Thursday 18 July 2013

Thursday 18th July 2013 - Dressing the graduating body

So far this week I have attended 9 degree ceremonies, with two more lined up for tomorrow.  I have seen students from all faculties cross the stage.   I have presided at two ceremonies and read the names out at one more.  I go to all the ceremonies where there is a Senate Award winner, and also any others where I nominated or supported the honorary graduate.  In total this week I will have attended 11 ceremonies - but when I started as a Pro-Vice-Chancellor there was the expectation that the PVCs would attend all 15.

Sitting on the front row of ceremonies, even more so than sitting in the main seat, one cannot help but notice the deportment, the clothing and the general attitude of the graduates as they come across the stage.  What follow are some observations that I hope people will take light-heartedly.  A few of them are in the form of hypotheses that someone in the future could test.

1. The proportion of men wearing university ties of some sort (the sports tie, a faculty tie, the University's own tie) varies hugely between faculties.  I think it has been highest in the Faculty of Enngineering, and lowest in the Faculty of Arts and Humanities.
2. There is a strong vogue this year for very thin ties.  Perhaps this is something that is more general out there in the wider world, although I haven't noticed it.
3. A hypothesis: Male students of German nationality are more likely to wear a bow tie than are students of other nnationalities.
4. We have had two kilts at ceremonies I have been at, but no lederhosen,  I remember a couple of years ago when the shortness of a pair of lederhosen outdid the shortness of even the tiniest mini-skirts (which - reformulate as a hypothesis - tend to be worn by some Chinese students).
5. Chinese males display a bimodal sartorial choice - either they wear brand new and very smart suits, or they wear a jumper or tee-shirt with jeans and trainers.
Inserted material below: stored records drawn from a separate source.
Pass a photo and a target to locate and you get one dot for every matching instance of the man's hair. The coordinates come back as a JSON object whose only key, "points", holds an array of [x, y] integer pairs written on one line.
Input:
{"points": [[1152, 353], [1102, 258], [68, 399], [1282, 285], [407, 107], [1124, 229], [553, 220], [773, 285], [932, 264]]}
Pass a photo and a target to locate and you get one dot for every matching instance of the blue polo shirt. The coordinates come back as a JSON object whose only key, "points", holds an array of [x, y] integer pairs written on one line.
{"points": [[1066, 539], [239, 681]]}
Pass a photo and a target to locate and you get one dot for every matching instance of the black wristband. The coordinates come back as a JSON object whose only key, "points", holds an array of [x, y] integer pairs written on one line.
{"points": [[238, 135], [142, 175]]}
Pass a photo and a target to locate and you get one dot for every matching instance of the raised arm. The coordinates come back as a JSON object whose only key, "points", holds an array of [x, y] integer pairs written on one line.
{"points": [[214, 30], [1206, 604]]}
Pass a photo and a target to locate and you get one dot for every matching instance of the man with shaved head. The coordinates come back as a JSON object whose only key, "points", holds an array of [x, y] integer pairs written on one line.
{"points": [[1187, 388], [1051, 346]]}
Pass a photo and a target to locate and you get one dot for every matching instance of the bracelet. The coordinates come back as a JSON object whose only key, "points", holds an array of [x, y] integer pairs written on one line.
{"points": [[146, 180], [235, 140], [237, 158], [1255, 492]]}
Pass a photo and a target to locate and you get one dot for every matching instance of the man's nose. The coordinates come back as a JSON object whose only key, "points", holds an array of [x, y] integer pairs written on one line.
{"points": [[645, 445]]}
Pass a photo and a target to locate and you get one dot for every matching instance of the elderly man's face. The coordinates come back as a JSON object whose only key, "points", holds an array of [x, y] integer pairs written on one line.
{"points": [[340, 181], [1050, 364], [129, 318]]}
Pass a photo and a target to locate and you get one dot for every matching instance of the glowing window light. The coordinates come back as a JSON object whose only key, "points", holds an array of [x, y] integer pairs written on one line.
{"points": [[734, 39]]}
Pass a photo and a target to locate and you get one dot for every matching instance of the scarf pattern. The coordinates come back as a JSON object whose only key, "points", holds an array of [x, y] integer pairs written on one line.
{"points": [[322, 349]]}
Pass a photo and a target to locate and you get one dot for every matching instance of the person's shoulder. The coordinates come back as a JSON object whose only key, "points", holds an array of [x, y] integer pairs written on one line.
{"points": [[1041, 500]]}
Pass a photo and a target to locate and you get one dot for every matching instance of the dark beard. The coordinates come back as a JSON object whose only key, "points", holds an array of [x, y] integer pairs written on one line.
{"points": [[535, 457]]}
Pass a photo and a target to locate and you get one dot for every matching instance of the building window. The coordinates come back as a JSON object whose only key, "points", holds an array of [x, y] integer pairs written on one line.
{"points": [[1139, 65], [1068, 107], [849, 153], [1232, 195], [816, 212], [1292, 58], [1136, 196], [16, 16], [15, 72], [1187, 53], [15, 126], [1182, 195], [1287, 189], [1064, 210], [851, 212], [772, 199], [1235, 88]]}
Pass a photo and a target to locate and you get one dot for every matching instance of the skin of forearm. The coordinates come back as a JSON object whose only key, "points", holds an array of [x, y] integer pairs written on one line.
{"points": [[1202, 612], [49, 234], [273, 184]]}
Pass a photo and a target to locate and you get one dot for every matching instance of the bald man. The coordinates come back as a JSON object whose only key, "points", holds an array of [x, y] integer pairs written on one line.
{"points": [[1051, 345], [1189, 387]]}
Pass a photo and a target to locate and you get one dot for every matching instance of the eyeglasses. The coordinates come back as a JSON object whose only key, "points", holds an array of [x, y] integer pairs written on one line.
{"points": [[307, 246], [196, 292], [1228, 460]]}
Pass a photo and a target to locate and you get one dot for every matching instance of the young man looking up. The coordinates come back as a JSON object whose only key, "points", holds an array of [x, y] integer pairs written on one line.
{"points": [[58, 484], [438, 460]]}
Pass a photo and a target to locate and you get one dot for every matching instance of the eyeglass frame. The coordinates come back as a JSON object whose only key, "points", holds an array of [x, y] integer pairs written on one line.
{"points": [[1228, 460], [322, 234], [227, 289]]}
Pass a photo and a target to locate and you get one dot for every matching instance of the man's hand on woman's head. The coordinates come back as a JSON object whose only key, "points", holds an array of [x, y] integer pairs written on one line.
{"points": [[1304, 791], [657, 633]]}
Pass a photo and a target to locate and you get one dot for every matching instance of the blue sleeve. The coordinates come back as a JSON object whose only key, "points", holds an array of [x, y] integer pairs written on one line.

The main issue with women seems to be shoes. 
1. The shorter a woman, the more likely she is to be wearing flat shoes or slippers.  There's actually a possible overall hypothesis here, because there seems to me to be a relationship between personal height and shoe height.  In other words, taller women tend to wear taller heels.(and for the statistically minded I recognise that the correlation coefficient would probably only be about +0.4, although statistically significant across a large sample).
2. Related to this is the hypothesis that the taller the heel the slower the rate of progress across the stage.  And from the facial experssions of some women I suspect that at a certain point they regret not having chosen to wear something lower - particularly in the light of the steps they have to climb to get on the stage, and more particularly those they have to descend.
3. This next observation would require longitudinal study - and I don't have hard data from previous years, only impressions.  But it seems to me that the curtsey is rapidly dying out.  This year my observation is that it has been confined to a very small nnumber of women in the Faculty of Arts and Humanities, and to women from African or Afro-Caribbean origins.  There were more curtseys only a year or two ago.
4, The variety of clothing on sale is astonishing.  Menn's suits generally come in a limited variety of styles and fabrics.  But the dresses and other outfits worn by the women are almost infinitely varied.  There is one electric blue lace dress that has been worn across the stage three times to my knowledge (possibly three friends sharing the same dress).  And one orange/pink lace dress was worn twice in the same ceremony - by two consecutive women.  Perhaps they had arranged that between themselves, but I guess if they hadn't they were both mortified.
5. There have been fewer women wearing trousers this year than I remember befroe - but perhaps that is a function of the hot weather rather than any fashion trend among graduates. 

Finally, the two ceremonies I presided at have left me with a question about human anatomy after shaking hands with several hundred new graduates.  How is that the moisture level and temperature of hands varies so much among people who have been sitting next to each other in the same conditions?  It doesn't seem to relate to gender, or degree school.  Are there any general explanations?